Does anyone have any insights into what might be going wrong here? I've noticed that Fluent Bit suddenly exits when it encounters the error [input chunk] fail to drop enough chunks in order to place new data. Is this behavior intentional? Shouldn't Fluent Bit shut down gracefully and release resources properly?

...
if (count != 0) {
        flb_error("[input chunk] fail to drop enough chunks in order to place new data");
        exit(0);
}

cc: @agup006, @ScarletTanager

patrick-stephens commented 2 weeks ago

Can you see if it is reproducible in the latest version? There have been some bug fixes that may affect this.

Can you step up log_level debug as well to provide more information?

There should be a stack trace as well.

patrick-stephens commented 2 weeks ago

Ah I notice you are using custom golang plugins, my guess is it might be one of those - make sure you're using latest calyptia-plugin module to fix up segv in hot reload handling/registration (or ensure you have the correct ABI updates in place).

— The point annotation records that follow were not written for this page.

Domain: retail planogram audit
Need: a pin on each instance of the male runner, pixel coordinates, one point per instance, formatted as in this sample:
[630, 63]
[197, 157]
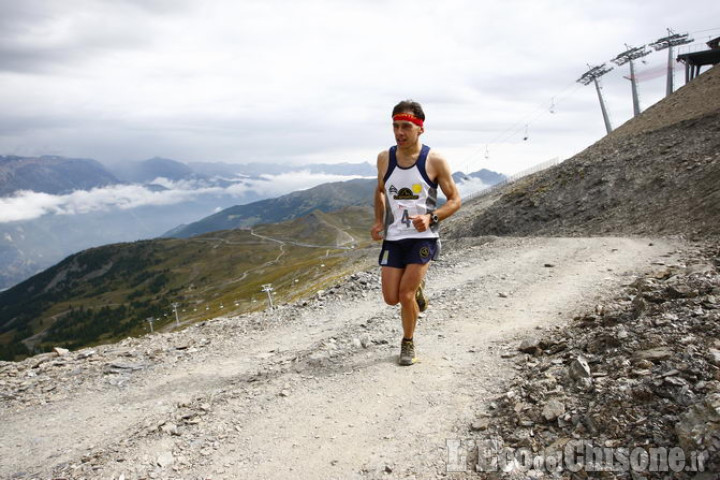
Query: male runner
[407, 217]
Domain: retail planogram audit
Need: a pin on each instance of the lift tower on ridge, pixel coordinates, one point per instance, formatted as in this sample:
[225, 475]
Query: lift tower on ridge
[627, 57]
[672, 40]
[591, 76]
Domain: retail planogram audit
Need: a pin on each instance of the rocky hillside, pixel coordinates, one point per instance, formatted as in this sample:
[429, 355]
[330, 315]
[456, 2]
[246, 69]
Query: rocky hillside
[657, 174]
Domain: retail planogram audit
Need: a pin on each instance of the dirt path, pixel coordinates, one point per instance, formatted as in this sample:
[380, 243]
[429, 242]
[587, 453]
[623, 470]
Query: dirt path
[315, 392]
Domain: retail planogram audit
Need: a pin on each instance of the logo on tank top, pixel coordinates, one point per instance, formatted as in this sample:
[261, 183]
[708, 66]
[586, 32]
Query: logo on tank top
[405, 194]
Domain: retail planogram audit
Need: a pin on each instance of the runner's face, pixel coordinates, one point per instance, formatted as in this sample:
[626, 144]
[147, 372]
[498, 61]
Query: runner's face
[406, 133]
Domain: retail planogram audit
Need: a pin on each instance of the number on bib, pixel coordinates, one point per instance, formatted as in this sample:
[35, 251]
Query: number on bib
[406, 219]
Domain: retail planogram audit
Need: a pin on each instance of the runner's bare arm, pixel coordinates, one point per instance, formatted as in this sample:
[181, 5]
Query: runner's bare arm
[439, 169]
[379, 223]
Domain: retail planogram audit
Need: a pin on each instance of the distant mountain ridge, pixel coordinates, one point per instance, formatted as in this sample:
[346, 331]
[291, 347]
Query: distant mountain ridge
[325, 198]
[108, 292]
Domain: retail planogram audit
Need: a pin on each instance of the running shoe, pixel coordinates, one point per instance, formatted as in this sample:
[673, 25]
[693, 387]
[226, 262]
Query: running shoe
[407, 353]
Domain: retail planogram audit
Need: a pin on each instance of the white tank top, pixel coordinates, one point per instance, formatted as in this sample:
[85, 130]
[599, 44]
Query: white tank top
[408, 192]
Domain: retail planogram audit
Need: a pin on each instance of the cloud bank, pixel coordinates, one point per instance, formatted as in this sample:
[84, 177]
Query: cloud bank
[29, 205]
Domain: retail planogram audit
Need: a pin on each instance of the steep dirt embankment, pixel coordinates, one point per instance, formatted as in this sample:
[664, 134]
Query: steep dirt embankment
[314, 391]
[657, 174]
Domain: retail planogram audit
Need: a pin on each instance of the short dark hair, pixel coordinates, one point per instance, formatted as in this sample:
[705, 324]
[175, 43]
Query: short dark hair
[409, 106]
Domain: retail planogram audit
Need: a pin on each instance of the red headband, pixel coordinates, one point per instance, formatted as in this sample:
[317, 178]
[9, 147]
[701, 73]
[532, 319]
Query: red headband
[408, 117]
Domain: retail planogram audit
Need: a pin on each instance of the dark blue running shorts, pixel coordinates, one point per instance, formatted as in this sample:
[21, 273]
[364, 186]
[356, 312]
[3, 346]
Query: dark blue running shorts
[399, 253]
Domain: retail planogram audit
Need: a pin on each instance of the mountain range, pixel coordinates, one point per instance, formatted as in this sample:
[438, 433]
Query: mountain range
[91, 205]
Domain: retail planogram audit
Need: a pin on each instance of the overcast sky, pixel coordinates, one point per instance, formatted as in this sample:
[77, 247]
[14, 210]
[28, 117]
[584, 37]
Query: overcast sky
[315, 80]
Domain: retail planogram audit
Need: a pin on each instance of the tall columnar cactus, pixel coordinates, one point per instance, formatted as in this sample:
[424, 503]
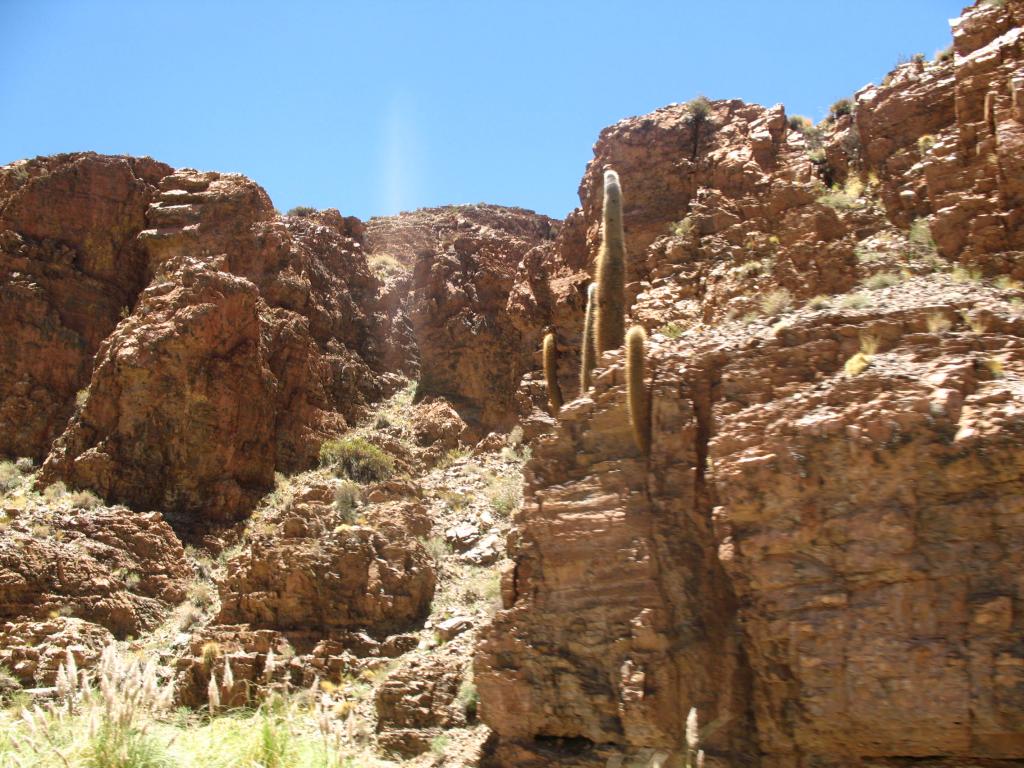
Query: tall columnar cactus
[551, 374]
[639, 402]
[610, 322]
[587, 354]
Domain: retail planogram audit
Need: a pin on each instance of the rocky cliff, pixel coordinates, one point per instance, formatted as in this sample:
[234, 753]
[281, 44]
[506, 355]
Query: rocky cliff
[817, 552]
[820, 552]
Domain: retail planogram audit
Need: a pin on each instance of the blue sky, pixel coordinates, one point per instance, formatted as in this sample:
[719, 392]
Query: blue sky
[385, 105]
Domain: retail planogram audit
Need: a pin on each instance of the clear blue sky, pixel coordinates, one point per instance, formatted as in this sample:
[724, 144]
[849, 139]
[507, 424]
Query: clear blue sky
[385, 105]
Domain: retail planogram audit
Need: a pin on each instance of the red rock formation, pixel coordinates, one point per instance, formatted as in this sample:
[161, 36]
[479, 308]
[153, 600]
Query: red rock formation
[809, 612]
[111, 566]
[947, 140]
[808, 551]
[70, 265]
[256, 338]
[419, 698]
[465, 260]
[34, 651]
[307, 570]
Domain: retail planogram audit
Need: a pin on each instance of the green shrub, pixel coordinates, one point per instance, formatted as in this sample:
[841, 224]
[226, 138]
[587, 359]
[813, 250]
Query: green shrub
[10, 477]
[384, 265]
[840, 109]
[855, 301]
[356, 459]
[776, 301]
[468, 698]
[84, 500]
[671, 330]
[683, 227]
[882, 280]
[698, 110]
[346, 500]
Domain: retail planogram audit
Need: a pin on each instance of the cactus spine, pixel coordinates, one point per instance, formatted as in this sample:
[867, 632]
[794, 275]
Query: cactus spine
[588, 353]
[610, 321]
[551, 373]
[639, 402]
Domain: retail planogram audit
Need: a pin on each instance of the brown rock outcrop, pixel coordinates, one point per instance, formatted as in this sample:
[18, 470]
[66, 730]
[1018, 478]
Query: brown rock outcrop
[256, 338]
[306, 570]
[804, 552]
[947, 140]
[114, 567]
[34, 651]
[69, 267]
[260, 662]
[418, 700]
[465, 260]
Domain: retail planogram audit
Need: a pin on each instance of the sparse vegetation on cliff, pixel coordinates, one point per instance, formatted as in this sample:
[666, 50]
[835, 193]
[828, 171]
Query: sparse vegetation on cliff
[357, 459]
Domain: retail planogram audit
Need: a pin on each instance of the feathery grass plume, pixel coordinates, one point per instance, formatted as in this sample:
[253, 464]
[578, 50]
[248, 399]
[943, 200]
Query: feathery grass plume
[589, 352]
[693, 753]
[551, 373]
[639, 402]
[610, 321]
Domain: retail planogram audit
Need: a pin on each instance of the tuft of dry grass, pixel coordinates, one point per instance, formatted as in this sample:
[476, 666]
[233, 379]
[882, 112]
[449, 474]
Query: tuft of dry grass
[855, 301]
[882, 280]
[776, 301]
[859, 361]
[938, 323]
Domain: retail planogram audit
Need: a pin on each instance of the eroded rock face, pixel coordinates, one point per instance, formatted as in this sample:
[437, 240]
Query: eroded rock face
[472, 351]
[260, 663]
[114, 567]
[619, 616]
[207, 341]
[870, 526]
[307, 570]
[419, 698]
[177, 416]
[34, 651]
[70, 265]
[947, 140]
[804, 552]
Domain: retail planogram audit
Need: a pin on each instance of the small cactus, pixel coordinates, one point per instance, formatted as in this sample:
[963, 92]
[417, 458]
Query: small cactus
[610, 321]
[588, 352]
[551, 373]
[639, 402]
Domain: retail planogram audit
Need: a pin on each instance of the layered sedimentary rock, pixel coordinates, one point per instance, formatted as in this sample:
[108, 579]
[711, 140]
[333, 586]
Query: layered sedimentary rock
[465, 260]
[34, 651]
[70, 266]
[947, 139]
[804, 552]
[870, 526]
[306, 569]
[851, 528]
[206, 341]
[111, 566]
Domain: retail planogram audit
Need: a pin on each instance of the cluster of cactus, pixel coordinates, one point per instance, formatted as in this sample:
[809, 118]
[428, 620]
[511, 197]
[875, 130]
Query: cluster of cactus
[610, 309]
[635, 390]
[588, 352]
[551, 373]
[604, 323]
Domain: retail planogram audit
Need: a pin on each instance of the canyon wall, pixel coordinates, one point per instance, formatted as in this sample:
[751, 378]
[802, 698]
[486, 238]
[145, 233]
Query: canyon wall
[820, 551]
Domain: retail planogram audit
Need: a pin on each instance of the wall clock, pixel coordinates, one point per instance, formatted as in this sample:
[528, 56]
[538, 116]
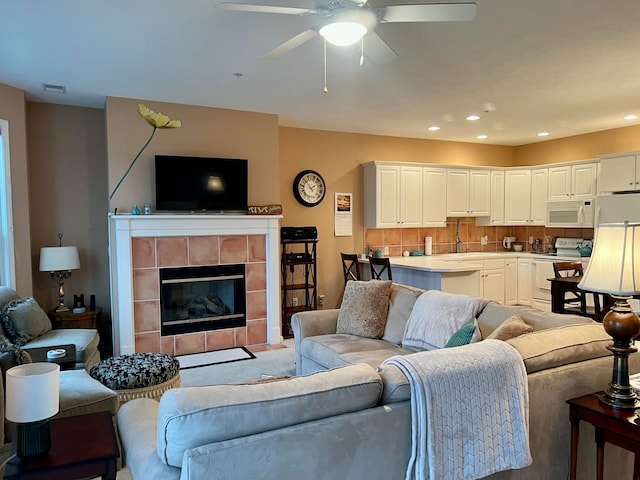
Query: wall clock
[309, 188]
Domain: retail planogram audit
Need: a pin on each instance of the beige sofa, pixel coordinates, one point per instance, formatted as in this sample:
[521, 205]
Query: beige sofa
[79, 393]
[354, 421]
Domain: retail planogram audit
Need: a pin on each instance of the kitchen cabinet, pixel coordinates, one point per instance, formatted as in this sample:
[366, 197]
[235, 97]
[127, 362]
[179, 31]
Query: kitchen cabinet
[525, 283]
[572, 182]
[434, 197]
[525, 196]
[619, 174]
[492, 280]
[511, 281]
[517, 197]
[539, 182]
[468, 192]
[392, 195]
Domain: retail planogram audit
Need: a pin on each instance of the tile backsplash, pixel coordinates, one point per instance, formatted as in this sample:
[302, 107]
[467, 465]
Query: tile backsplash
[397, 240]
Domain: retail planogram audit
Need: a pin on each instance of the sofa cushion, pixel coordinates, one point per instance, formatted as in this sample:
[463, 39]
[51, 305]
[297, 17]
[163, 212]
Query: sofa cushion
[494, 314]
[364, 307]
[466, 334]
[23, 320]
[401, 303]
[194, 416]
[558, 346]
[512, 327]
[328, 350]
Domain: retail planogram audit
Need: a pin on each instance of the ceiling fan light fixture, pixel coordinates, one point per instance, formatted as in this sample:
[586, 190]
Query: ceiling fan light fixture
[343, 34]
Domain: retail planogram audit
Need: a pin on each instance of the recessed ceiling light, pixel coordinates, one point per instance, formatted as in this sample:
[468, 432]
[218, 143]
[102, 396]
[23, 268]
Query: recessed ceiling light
[47, 87]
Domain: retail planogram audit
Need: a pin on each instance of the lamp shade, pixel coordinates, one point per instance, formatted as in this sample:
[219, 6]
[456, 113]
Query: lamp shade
[614, 267]
[57, 259]
[33, 392]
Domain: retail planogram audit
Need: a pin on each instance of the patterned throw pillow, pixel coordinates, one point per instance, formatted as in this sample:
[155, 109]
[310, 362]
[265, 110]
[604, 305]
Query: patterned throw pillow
[23, 320]
[364, 308]
[512, 327]
[468, 333]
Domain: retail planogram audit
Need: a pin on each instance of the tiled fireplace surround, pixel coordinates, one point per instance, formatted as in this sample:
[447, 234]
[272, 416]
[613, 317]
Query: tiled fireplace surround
[141, 245]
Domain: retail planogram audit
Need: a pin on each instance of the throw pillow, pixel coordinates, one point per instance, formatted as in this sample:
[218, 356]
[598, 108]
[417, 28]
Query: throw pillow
[512, 327]
[364, 308]
[23, 320]
[468, 333]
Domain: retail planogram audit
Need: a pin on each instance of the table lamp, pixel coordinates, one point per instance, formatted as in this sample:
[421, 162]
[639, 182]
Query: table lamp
[32, 398]
[614, 269]
[59, 261]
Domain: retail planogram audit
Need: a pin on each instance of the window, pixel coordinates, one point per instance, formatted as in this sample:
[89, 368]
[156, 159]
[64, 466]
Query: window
[7, 254]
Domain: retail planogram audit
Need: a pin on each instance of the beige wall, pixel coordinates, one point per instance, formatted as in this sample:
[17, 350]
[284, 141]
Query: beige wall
[579, 147]
[337, 157]
[68, 195]
[12, 109]
[205, 131]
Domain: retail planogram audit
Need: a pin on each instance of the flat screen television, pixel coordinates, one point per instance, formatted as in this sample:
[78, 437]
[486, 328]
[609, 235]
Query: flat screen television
[201, 184]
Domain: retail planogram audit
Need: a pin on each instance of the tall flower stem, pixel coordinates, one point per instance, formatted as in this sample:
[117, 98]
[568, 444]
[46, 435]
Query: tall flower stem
[133, 163]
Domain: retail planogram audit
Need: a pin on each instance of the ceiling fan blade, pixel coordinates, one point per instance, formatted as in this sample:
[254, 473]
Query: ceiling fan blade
[292, 43]
[248, 7]
[377, 49]
[434, 12]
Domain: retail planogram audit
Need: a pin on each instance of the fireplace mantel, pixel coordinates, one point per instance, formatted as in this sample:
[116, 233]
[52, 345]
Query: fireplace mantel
[122, 228]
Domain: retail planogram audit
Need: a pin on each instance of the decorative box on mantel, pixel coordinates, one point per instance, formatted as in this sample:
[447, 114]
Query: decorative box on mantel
[189, 230]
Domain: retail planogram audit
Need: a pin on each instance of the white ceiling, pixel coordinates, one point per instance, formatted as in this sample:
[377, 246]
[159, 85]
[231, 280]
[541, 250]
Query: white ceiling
[563, 66]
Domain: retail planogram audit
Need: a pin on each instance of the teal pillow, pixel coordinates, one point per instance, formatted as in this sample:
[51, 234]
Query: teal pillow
[468, 333]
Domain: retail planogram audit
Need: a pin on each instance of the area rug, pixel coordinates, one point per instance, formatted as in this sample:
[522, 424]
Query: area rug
[214, 357]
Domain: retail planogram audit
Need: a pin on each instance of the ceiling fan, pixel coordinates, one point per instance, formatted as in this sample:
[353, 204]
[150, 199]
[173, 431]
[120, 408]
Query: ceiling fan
[345, 22]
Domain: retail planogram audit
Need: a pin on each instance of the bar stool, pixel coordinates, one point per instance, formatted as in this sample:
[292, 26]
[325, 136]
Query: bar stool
[350, 267]
[379, 268]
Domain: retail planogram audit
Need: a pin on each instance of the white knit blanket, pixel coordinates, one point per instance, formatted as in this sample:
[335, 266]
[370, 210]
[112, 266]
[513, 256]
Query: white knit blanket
[469, 409]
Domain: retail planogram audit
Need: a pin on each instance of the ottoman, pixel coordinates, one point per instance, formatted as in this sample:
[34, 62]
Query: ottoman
[138, 375]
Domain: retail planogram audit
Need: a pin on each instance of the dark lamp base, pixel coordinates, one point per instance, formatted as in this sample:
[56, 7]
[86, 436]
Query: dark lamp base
[623, 325]
[33, 440]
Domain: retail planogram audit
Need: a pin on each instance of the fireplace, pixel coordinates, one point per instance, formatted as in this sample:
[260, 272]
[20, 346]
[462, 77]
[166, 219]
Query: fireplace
[195, 299]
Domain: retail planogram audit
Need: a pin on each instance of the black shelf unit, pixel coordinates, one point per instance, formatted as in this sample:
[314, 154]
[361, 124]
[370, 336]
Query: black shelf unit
[299, 276]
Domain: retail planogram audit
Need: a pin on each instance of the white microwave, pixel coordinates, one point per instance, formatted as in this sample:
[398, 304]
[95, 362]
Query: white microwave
[571, 213]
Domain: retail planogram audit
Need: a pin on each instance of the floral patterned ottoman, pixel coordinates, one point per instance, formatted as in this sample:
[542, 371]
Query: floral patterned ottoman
[138, 375]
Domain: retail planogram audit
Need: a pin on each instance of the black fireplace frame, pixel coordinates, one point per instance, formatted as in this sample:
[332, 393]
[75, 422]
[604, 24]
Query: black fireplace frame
[192, 274]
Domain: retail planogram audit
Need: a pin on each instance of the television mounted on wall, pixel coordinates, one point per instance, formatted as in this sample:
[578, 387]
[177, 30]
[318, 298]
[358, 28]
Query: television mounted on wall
[201, 184]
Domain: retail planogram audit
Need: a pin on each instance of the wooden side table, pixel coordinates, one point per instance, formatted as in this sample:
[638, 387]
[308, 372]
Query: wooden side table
[83, 446]
[69, 319]
[620, 427]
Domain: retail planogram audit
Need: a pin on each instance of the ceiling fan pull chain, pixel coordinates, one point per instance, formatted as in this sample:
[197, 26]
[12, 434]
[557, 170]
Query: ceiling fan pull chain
[325, 90]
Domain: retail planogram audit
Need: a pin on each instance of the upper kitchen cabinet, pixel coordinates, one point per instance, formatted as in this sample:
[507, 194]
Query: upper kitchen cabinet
[619, 174]
[525, 196]
[572, 182]
[392, 195]
[468, 192]
[434, 197]
[496, 214]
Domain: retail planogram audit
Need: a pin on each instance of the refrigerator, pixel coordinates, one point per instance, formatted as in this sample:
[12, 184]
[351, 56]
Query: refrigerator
[617, 208]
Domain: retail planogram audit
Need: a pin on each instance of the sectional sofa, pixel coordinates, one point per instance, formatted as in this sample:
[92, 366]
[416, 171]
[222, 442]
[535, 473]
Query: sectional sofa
[347, 416]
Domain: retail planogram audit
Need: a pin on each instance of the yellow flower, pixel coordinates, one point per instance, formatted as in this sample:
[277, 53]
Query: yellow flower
[156, 120]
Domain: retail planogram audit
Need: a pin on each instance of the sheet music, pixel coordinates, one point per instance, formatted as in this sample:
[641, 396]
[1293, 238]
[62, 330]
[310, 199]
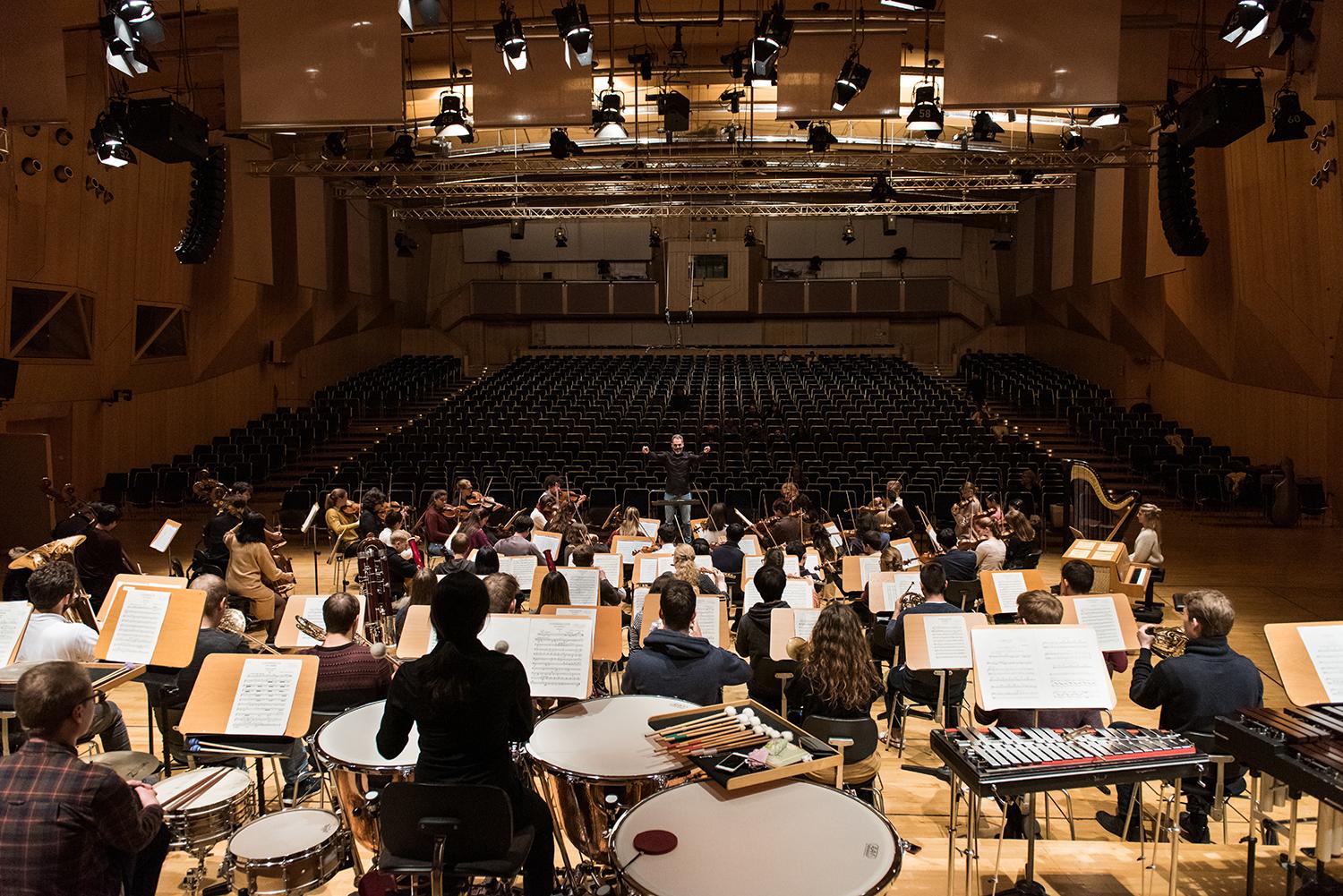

Also is it reproducible without the golang plugins? I don't think we can investigate issues if they are related to custom plugins so it needs to be reproducible without.

mirko-lazarevic commented 2 weeks ago

Thanks @patrick-stephens , I’ll attempt to obtain the stack trace first, as I’m currently without any clear information.

patrick-stephens commented 2 weeks ago

Honestly I would step up your dependencies as well first - you can run your existing stuff of course to get stack trace but ultimately I bet it's a dependency problem.